Once again, AOL pulled out all the stops in its effort to rouse the jet-weary on the confab's opening night. As if Mr. Bacon wasn't enough, there was an appearance by another handsome fellow, Simon Baker, star of the hit CBS show "The Mentalist." On his mind was all the exclusive content coming your way, which was revealed during a chat with a company executive.

Those who staggered to breakfast the next morning were greeted with this hangover helper: Sponsor Lippincott shared results from a recent survey, showing that brands with strong brand experiences and compelling stories are able to drive loyalty and sales results while spending less on media than counterparts who aren't connecting as well.
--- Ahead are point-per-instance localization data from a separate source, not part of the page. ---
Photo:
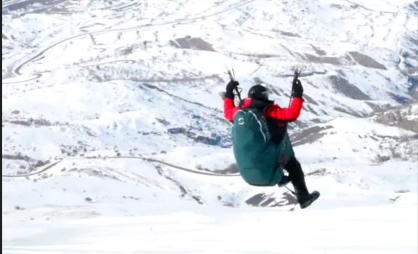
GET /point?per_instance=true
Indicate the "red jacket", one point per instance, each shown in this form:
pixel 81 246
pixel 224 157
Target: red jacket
pixel 272 111
pixel 276 116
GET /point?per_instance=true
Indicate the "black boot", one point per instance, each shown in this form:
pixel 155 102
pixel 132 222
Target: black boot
pixel 297 178
pixel 308 200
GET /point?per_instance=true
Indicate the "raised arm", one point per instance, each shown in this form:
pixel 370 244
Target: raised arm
pixel 229 105
pixel 286 114
pixel 230 109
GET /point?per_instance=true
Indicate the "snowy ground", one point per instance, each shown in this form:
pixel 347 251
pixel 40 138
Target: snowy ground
pixel 113 137
pixel 158 228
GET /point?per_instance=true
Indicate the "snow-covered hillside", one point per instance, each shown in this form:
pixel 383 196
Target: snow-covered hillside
pixel 114 140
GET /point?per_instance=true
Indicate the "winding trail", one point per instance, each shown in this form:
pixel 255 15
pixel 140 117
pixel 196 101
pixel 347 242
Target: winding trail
pixel 18 69
pixel 150 160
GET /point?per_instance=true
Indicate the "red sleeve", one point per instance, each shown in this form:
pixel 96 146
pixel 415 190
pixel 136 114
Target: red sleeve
pixel 286 114
pixel 230 109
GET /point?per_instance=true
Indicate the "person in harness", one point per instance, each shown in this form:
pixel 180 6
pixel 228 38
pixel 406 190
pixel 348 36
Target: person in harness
pixel 262 146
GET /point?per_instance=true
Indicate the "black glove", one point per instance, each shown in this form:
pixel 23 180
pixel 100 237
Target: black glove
pixel 297 89
pixel 230 89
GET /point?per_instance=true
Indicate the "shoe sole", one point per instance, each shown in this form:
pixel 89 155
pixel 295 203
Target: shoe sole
pixel 307 204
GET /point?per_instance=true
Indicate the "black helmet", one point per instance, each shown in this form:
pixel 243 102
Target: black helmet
pixel 259 92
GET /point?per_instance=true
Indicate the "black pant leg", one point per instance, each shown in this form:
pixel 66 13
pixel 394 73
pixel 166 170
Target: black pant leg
pixel 297 177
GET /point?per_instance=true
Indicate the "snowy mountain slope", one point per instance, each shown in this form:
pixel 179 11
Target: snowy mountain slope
pixel 92 90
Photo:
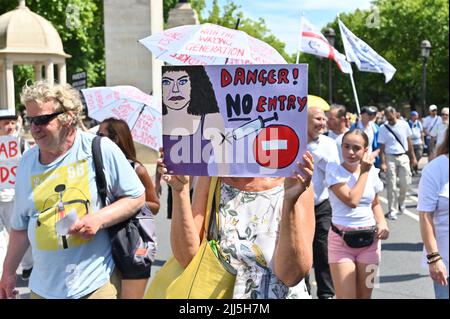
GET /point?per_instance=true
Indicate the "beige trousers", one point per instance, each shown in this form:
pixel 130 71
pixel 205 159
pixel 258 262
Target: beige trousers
pixel 398 170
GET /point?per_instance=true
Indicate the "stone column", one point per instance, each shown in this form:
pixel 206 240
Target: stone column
pixel 10 85
pixel 62 73
pixel 49 72
pixel 38 71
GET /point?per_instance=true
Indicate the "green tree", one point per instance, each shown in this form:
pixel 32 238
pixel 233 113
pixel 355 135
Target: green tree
pixel 80 26
pixel 403 25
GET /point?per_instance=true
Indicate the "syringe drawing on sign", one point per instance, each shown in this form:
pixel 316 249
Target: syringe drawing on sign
pixel 252 126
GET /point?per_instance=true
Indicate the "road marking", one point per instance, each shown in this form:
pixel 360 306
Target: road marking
pixel 406 212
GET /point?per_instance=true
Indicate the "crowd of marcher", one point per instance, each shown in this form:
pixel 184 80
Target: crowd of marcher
pixel 272 231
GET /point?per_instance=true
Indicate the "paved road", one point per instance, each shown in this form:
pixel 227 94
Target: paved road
pixel 400 276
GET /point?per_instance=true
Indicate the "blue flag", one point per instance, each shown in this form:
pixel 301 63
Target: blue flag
pixel 365 58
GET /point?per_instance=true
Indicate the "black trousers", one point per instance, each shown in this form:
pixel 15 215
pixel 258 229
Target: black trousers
pixel 322 272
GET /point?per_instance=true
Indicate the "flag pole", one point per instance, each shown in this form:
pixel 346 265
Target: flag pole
pixel 354 92
pixel 300 38
pixel 358 110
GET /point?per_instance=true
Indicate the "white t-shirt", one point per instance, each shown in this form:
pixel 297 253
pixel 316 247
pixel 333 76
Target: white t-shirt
pixel 433 197
pixel 391 145
pixel 431 124
pixel 338 141
pixel 324 151
pixel 343 214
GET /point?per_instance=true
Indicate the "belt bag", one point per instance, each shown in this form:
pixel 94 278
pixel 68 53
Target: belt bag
pixel 357 238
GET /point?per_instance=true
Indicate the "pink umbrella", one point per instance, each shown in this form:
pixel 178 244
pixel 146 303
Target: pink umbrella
pixel 210 44
pixel 141 111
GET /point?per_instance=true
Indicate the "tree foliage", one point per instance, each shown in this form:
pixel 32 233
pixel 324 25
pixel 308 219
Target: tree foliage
pixel 403 24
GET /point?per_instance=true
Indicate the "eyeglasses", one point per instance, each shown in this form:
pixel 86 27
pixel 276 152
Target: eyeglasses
pixel 42 119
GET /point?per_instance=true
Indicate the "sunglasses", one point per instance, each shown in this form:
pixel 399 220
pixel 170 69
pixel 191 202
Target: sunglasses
pixel 42 119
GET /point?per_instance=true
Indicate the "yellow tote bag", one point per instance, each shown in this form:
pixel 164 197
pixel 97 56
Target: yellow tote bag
pixel 206 277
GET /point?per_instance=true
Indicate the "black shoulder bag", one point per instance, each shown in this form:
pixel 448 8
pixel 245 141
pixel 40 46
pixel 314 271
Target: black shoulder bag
pixel 396 137
pixel 357 238
pixel 133 241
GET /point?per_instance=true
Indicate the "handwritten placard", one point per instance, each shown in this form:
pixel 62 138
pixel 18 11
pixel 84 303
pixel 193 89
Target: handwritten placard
pixel 10 155
pixel 234 120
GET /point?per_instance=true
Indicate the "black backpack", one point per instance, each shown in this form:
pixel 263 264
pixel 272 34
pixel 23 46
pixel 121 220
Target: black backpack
pixel 133 241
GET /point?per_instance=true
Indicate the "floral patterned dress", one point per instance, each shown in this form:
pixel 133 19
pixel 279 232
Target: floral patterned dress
pixel 249 225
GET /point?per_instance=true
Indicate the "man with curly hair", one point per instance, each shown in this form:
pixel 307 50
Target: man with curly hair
pixel 58 210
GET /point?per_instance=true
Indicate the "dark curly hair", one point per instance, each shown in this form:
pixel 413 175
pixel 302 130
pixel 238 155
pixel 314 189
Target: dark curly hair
pixel 203 99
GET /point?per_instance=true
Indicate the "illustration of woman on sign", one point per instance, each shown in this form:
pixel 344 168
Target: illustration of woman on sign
pixel 193 128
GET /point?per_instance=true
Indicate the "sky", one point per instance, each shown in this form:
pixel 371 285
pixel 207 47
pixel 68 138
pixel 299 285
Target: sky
pixel 282 17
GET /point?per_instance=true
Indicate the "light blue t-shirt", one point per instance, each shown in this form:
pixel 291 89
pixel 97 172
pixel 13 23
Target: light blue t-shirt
pixel 68 266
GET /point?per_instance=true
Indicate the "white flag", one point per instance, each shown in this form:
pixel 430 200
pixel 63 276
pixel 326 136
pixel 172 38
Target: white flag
pixel 314 42
pixel 365 58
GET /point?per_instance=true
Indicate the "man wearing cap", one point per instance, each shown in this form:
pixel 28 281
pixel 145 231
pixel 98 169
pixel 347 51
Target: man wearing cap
pixel 324 151
pixel 430 127
pixel 395 148
pixel 416 137
pixel 8 121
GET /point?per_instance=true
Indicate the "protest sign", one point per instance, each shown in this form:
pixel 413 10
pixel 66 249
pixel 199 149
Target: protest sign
pixel 9 159
pixel 234 120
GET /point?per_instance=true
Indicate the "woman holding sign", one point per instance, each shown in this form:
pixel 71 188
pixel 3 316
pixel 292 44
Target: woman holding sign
pixel 266 228
pixel 358 223
pixel 193 126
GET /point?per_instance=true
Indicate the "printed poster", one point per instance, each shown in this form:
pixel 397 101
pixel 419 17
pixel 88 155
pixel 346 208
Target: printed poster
pixel 234 120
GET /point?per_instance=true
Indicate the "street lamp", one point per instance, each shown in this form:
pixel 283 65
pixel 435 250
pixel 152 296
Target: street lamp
pixel 319 71
pixel 424 53
pixel 330 35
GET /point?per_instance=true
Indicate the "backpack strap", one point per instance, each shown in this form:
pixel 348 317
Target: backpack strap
pixel 100 179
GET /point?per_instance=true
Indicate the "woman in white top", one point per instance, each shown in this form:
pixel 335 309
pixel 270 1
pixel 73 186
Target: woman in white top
pixel 354 186
pixel 434 217
pixel 266 229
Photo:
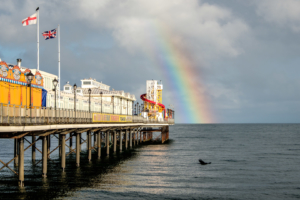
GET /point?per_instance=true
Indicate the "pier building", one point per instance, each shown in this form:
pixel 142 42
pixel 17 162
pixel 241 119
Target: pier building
pixel 102 114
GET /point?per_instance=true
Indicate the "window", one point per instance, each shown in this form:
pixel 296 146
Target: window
pixel 86 82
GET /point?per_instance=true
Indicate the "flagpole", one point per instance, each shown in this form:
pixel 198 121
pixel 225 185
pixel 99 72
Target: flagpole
pixel 58 29
pixel 37 34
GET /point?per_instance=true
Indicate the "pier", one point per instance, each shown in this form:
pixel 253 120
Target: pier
pixel 33 109
pixel 27 126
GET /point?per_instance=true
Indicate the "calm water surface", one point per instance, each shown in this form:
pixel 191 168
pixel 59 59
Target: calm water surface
pixel 249 161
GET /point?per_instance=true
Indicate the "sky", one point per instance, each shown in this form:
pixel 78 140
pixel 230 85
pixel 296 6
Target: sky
pixel 230 61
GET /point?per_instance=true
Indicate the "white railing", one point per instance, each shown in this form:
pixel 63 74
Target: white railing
pixel 23 115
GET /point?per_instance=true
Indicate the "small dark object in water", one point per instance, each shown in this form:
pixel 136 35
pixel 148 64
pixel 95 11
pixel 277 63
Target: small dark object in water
pixel 203 163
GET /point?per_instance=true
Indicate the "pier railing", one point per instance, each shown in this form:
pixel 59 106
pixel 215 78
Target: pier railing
pixel 24 115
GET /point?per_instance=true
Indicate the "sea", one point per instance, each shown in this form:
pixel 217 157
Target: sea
pixel 248 161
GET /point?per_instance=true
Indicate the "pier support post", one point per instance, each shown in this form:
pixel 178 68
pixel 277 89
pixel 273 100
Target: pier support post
pixel 49 145
pixel 78 145
pixel 99 144
pixel 130 138
pixel 89 145
pixel 33 149
pixel 21 162
pixel 115 141
pixel 126 139
pixel 16 151
pixel 121 140
pixel 140 137
pixel 137 137
pixel 134 137
pixel 60 146
pixel 71 141
pixel 63 152
pixel 107 142
pixel 80 135
pixel 45 157
pixel 95 139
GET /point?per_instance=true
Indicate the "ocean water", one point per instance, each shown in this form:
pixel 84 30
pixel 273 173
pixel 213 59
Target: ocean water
pixel 248 161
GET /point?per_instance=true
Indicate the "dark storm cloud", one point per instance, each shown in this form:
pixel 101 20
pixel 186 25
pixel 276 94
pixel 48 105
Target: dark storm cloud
pixel 248 55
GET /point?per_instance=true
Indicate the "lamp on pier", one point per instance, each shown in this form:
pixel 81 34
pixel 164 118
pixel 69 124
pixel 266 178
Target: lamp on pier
pixel 75 87
pixel 55 82
pixel 89 99
pixel 101 93
pixel 29 79
pixel 121 106
pixel 113 99
pixel 139 109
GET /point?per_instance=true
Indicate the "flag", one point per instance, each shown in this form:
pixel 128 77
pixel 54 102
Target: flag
pixel 49 34
pixel 30 20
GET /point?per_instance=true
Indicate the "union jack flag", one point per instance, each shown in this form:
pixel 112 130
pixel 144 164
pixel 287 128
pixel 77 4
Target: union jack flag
pixel 49 34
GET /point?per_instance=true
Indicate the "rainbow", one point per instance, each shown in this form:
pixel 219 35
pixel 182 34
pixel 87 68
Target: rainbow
pixel 181 74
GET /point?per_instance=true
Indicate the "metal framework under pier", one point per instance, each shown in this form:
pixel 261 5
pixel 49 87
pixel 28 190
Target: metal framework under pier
pixel 124 136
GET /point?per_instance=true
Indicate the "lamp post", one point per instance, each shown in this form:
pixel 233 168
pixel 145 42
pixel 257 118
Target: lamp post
pixel 29 79
pixel 113 98
pixel 55 82
pixel 89 99
pixel 139 109
pixel 132 108
pixel 101 93
pixel 121 106
pixel 75 87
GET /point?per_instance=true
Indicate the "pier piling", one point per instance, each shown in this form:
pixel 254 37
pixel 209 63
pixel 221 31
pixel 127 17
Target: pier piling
pixel 126 139
pixel 45 152
pixel 130 138
pixel 21 161
pixel 16 151
pixel 63 152
pixel 115 141
pixel 121 139
pixel 33 148
pixel 89 145
pixel 78 138
pixel 107 143
pixel 99 144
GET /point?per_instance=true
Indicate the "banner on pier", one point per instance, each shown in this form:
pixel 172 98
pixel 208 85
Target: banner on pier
pixel 97 117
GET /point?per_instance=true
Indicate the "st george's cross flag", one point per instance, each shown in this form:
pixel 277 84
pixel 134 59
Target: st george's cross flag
pixel 30 20
pixel 49 34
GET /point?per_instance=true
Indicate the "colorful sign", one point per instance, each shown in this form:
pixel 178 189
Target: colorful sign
pixel 97 117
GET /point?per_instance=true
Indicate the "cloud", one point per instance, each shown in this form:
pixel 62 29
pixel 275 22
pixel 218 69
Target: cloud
pixel 134 23
pixel 283 13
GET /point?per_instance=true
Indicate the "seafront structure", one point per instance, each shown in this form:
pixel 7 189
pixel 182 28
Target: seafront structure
pixel 30 111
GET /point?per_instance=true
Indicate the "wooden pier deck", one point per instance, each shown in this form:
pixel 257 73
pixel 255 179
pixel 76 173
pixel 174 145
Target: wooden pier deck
pixel 37 124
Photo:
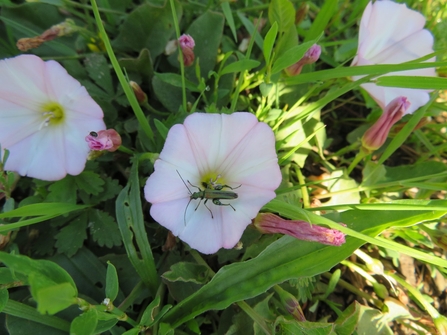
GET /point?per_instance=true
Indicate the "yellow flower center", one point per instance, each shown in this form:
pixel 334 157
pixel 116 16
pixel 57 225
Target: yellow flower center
pixel 211 180
pixel 52 114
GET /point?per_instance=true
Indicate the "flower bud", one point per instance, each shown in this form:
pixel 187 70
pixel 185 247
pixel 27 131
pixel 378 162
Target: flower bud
pixel 187 44
pixel 268 223
pixel 310 57
pixel 375 136
pixel 139 94
pixel 108 140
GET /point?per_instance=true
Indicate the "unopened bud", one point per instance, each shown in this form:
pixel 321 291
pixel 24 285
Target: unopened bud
pixel 310 57
pixel 170 47
pixel 290 303
pixel 65 28
pixel 108 140
pixel 376 136
pixel 268 223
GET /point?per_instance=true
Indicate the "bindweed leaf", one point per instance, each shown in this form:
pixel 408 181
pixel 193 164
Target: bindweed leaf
pixel 188 272
pixel 149 27
pixel 104 229
pixel 282 12
pixel 71 238
pixel 240 65
pixel 4 296
pixel 99 71
pixel 269 41
pixel 288 258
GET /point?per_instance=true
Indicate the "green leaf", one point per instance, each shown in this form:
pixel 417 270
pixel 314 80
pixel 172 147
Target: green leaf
pixel 103 229
pixel 149 27
pixel 346 71
pixel 251 29
pixel 24 312
pixel 291 56
pixel 55 298
pixel 112 284
pixel 419 82
pixel 162 129
pixel 98 69
pixel 347 321
pixel 85 323
pixel 269 41
pixel 142 65
pixel 207 32
pixel 129 215
pixel 71 238
pixel 51 286
pixel 329 9
pixel 133 331
pixel 225 5
pixel 90 182
pixel 283 13
pixel 148 316
pixel 188 272
pixel 293 327
pixel 4 296
pixel 289 258
pixel 240 65
pixel 63 190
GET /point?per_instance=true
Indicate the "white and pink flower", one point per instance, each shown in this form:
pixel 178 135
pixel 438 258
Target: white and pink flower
pixel 391 33
pixel 44 117
pixel 209 151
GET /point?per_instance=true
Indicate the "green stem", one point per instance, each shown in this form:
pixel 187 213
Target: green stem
pixel 354 290
pixel 182 66
pixel 254 316
pixel 122 79
pixel 104 10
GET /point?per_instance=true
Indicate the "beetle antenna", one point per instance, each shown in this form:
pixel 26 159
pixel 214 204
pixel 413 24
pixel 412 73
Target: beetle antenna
pixel 185 185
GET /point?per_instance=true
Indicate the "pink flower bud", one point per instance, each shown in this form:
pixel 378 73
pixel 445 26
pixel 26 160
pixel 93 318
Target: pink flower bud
pixel 187 45
pixel 310 57
pixel 186 41
pixel 268 223
pixel 375 136
pixel 108 140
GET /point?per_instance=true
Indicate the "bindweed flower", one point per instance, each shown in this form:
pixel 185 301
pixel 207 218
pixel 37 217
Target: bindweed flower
pixel 290 303
pixel 44 116
pixel 108 140
pixel 377 134
pixel 212 177
pixel 310 57
pixel 187 45
pixel 268 223
pixel 391 33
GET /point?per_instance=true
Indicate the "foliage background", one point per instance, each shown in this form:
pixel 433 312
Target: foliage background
pixel 74 242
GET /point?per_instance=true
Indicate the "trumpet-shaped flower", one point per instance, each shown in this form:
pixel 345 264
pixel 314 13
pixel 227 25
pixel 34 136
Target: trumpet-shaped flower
pixel 108 140
pixel 268 223
pixel 44 117
pixel 213 175
pixel 391 33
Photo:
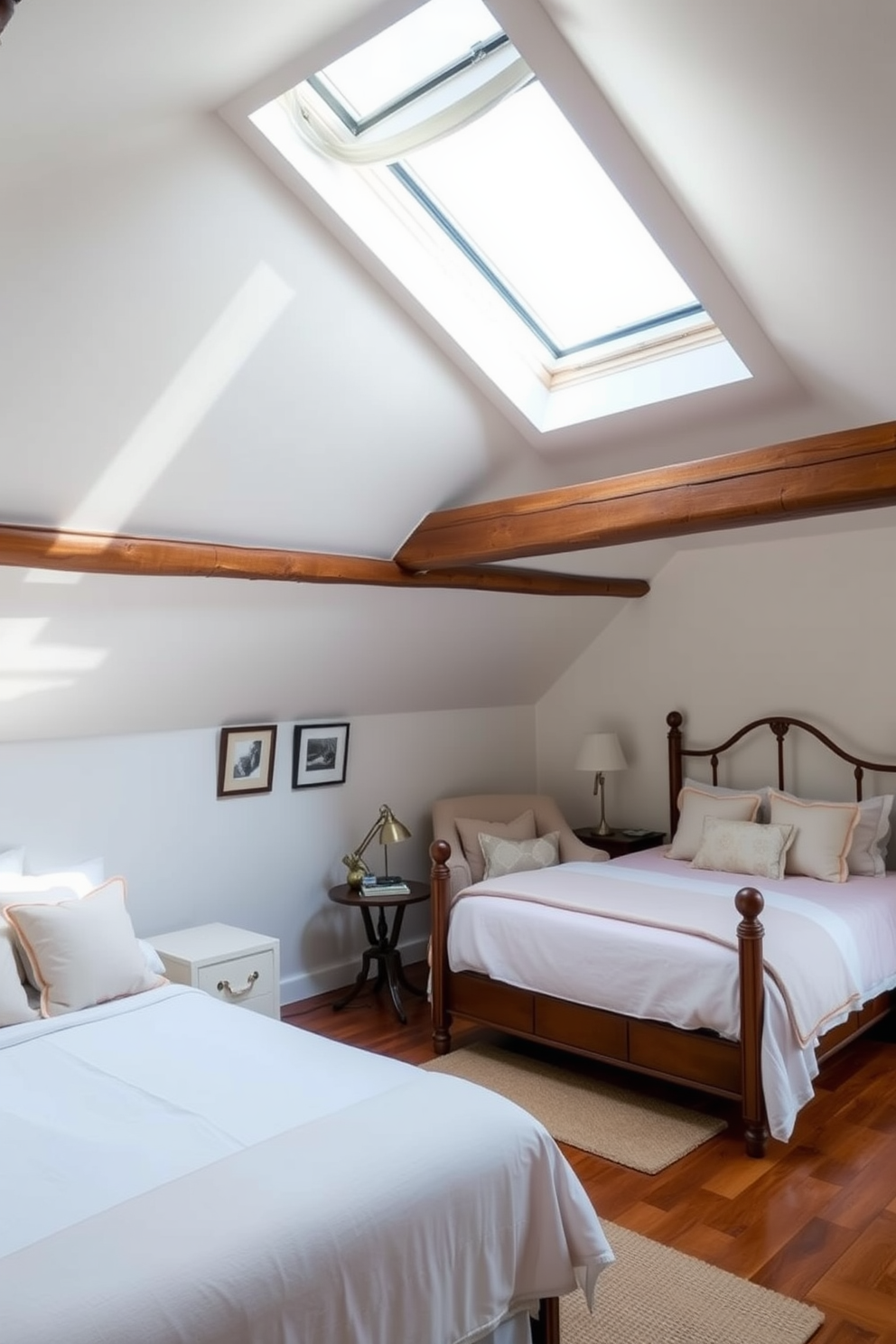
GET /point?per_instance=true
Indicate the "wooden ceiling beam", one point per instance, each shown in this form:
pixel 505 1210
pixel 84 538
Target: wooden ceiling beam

Here are a few other snippets of action:

  • Elevating the standing of marketing within corporations is a key priority for the ANA, but the membership indicates there's still a journey. Asked in a flash poll how other C-suite executives view marketing expenses, 8% said it's viewed as an unnecessary expense; 25% said it's seen as unaccountable but necessary; 57% said it's seen as an investment in brand building; and 10% weren't sure.
  • How have marketers responded to the recession? Not surprisingly, 44% of respondents to a flash poll at the ANA had cut their budgets. The optimistic view would be that 56% did not. In all, 7% of marketers said they made no change; 18% increased budgets; 17% kept budgets the same but reallocated, and another 14% shifted money from traditional to non-traditional media.
  • Last year, ANA attendees elected Barack Obama as Ad Age's marketer of the year. This year, they're not so keen on what he's doing for them. Asked in a flash poll what the impact of his administration has been on marketers and their ability to advertise, 9% said it was favorable, 24% unfavorable, and 67% said it was too soon to tell.